Distributions are defined as the set of linear continuos operators over the set of test functions $ \mathcal{D}(\mathbb{R}) = C^{\infty}_c(\mathbb{R}) $, i.e. $ \mathcal{D}(\mathbb{R})^* $.
My question is:
are all distributions of the form
$$ \mathcal{D}(\mathbb{R}) \ni \varphi \mapsto \int_{\mathbb{R}} \varphi^{(n)}(x) d \mu (x) \in \mathbb{R} $$
(integral of differential operators against some measure) where $\varphi^{(n)}$ is the $n-$th derivative of $f$, and $\mu$ is a measure (or possibly linear combinations of such functionals)?
If the distribution $u$ has finite order (for instance, if it’s a tempered distribution) then yes: you can simply take $\mu=(-1)^n\partial_x^{-n}u$, recalling that taking the antiderivative of any distribution is always a well-defined operation (although the antiderivative is only uniquely defined up to an additive constant). For $n$ large enough, $\mu$ will actually be (say) a continuous function on all $\mathbb R$ if $u$ has finite order.
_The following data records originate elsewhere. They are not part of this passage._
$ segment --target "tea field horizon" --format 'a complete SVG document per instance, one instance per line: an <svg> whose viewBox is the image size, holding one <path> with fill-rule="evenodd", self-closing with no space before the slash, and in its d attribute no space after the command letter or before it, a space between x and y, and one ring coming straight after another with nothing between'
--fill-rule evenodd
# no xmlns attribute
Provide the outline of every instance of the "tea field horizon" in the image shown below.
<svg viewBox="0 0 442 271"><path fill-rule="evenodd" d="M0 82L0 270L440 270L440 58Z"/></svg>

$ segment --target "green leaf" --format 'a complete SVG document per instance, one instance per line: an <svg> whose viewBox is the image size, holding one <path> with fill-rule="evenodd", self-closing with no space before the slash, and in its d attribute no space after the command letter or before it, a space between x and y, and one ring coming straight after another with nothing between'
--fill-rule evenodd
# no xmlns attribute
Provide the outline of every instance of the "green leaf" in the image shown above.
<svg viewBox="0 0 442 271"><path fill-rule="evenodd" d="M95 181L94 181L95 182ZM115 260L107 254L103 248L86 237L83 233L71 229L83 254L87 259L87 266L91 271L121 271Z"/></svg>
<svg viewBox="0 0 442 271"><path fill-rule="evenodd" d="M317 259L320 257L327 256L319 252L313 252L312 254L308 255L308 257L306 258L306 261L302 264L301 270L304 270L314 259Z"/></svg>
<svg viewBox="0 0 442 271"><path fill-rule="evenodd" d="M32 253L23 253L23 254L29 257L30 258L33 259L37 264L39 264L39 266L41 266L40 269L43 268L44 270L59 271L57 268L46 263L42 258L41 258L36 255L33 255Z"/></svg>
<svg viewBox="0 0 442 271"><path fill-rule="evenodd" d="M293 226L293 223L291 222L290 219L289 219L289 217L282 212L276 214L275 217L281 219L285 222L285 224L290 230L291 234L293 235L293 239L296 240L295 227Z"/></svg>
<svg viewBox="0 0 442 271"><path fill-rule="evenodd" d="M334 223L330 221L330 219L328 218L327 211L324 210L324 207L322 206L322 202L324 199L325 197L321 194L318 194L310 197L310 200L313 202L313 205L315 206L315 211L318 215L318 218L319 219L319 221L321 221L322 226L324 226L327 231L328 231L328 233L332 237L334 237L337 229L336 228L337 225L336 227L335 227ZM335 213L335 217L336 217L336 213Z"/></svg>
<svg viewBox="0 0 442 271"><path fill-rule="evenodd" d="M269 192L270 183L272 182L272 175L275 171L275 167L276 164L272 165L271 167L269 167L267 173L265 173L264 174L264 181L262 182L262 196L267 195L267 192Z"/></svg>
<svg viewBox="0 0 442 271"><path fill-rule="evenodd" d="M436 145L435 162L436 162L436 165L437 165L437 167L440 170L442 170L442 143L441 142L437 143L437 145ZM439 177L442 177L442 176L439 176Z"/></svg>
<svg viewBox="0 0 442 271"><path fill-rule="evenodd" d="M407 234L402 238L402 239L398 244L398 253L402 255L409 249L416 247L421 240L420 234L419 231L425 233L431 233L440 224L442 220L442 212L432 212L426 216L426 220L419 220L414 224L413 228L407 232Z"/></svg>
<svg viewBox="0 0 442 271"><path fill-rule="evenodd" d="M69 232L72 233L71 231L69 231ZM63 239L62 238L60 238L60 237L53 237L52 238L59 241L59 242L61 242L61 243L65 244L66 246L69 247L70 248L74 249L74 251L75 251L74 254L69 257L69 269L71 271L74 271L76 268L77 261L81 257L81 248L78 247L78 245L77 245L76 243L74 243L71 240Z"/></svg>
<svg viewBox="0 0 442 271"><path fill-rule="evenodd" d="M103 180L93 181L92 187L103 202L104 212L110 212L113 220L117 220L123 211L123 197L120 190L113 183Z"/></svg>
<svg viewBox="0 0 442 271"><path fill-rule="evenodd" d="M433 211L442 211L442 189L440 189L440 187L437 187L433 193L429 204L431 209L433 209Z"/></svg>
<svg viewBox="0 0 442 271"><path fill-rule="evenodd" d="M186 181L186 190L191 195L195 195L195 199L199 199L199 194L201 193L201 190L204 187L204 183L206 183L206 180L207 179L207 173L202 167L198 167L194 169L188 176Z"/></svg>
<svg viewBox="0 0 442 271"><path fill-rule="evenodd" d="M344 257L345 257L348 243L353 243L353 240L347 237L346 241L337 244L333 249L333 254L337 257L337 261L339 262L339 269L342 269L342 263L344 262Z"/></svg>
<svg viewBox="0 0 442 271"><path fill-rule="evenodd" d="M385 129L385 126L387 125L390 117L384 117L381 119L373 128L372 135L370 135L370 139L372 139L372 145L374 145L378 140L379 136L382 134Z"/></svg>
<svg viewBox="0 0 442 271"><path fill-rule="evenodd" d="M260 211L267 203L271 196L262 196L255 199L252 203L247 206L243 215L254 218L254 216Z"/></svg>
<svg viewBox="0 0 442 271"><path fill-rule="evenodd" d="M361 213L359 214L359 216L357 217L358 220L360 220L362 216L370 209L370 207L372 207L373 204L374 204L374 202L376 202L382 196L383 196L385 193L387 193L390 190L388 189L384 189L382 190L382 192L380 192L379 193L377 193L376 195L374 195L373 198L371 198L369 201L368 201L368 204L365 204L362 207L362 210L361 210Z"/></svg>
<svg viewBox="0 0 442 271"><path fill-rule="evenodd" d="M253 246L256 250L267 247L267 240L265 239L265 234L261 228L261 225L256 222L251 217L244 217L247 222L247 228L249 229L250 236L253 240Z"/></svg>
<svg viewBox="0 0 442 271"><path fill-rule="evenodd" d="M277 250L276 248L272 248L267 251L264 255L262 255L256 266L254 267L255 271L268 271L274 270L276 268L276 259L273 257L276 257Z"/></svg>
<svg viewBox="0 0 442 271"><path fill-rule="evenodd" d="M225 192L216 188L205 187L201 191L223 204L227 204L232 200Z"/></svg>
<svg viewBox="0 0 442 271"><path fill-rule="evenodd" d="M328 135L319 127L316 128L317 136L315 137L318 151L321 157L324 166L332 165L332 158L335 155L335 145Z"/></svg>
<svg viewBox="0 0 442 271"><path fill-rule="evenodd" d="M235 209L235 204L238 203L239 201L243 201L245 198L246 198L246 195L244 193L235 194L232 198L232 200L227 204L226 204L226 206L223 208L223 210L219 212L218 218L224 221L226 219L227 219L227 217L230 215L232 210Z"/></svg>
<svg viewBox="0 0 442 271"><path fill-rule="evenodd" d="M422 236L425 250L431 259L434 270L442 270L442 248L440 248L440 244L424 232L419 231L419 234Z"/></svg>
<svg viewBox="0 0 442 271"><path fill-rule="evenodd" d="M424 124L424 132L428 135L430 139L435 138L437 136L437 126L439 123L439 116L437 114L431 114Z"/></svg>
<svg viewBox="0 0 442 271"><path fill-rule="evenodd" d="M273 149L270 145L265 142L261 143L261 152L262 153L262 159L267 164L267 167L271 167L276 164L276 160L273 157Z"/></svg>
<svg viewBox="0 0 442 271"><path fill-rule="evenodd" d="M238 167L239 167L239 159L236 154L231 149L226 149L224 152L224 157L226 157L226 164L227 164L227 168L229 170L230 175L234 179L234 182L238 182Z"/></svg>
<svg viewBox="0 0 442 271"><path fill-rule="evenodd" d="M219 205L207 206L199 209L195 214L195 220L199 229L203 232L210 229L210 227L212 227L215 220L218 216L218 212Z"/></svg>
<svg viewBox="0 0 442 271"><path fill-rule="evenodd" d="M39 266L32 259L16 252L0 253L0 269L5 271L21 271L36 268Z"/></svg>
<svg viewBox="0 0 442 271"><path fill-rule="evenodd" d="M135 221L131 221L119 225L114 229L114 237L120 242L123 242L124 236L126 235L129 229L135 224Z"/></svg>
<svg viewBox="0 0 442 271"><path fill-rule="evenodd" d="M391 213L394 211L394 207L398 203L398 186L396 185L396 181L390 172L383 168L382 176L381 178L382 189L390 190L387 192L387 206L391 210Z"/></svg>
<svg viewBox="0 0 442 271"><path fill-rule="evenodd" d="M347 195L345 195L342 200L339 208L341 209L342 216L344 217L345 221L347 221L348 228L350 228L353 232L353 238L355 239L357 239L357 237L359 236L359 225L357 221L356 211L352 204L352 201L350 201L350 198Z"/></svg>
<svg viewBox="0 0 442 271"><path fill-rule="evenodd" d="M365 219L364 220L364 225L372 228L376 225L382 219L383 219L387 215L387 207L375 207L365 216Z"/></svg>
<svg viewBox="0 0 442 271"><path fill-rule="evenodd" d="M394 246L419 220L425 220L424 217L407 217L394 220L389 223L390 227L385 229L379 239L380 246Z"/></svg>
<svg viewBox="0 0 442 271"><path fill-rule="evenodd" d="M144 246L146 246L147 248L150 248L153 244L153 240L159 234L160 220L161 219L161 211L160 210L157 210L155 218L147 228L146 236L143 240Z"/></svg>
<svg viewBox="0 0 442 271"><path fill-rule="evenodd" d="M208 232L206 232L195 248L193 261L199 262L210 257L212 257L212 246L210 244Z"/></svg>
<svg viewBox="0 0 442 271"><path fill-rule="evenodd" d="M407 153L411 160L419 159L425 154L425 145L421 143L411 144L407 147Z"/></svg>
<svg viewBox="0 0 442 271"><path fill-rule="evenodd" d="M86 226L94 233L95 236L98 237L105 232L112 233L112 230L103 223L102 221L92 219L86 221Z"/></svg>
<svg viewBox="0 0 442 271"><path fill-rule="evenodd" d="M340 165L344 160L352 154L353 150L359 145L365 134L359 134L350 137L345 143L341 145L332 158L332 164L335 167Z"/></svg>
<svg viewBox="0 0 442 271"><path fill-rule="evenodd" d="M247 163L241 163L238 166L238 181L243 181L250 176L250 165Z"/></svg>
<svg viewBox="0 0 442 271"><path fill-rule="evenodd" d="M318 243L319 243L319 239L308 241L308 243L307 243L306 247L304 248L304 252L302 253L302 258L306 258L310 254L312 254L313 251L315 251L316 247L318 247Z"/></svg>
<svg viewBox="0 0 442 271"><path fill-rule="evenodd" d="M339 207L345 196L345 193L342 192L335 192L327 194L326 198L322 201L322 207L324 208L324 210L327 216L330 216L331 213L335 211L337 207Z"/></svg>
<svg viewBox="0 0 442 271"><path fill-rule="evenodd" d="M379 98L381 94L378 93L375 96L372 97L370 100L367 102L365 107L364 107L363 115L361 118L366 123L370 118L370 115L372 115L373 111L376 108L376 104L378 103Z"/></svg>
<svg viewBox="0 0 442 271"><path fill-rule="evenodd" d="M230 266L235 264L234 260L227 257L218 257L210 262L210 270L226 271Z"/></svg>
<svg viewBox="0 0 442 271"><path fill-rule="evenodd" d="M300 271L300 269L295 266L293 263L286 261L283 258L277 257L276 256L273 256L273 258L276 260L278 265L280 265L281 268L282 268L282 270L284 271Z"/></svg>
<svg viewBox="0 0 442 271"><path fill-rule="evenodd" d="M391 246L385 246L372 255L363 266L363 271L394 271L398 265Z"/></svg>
If $u$ has infinite order, for instance if $u:=\sum_{n=1}^\infty \partial_x^n\delta(x-n)$, then the above holds only locally in $x$, or you need to be allowed to take an infinite sum of functionals as you wrote above, where you have a non-zero contribution for every $n$. But also in this case, what you ask is morally true.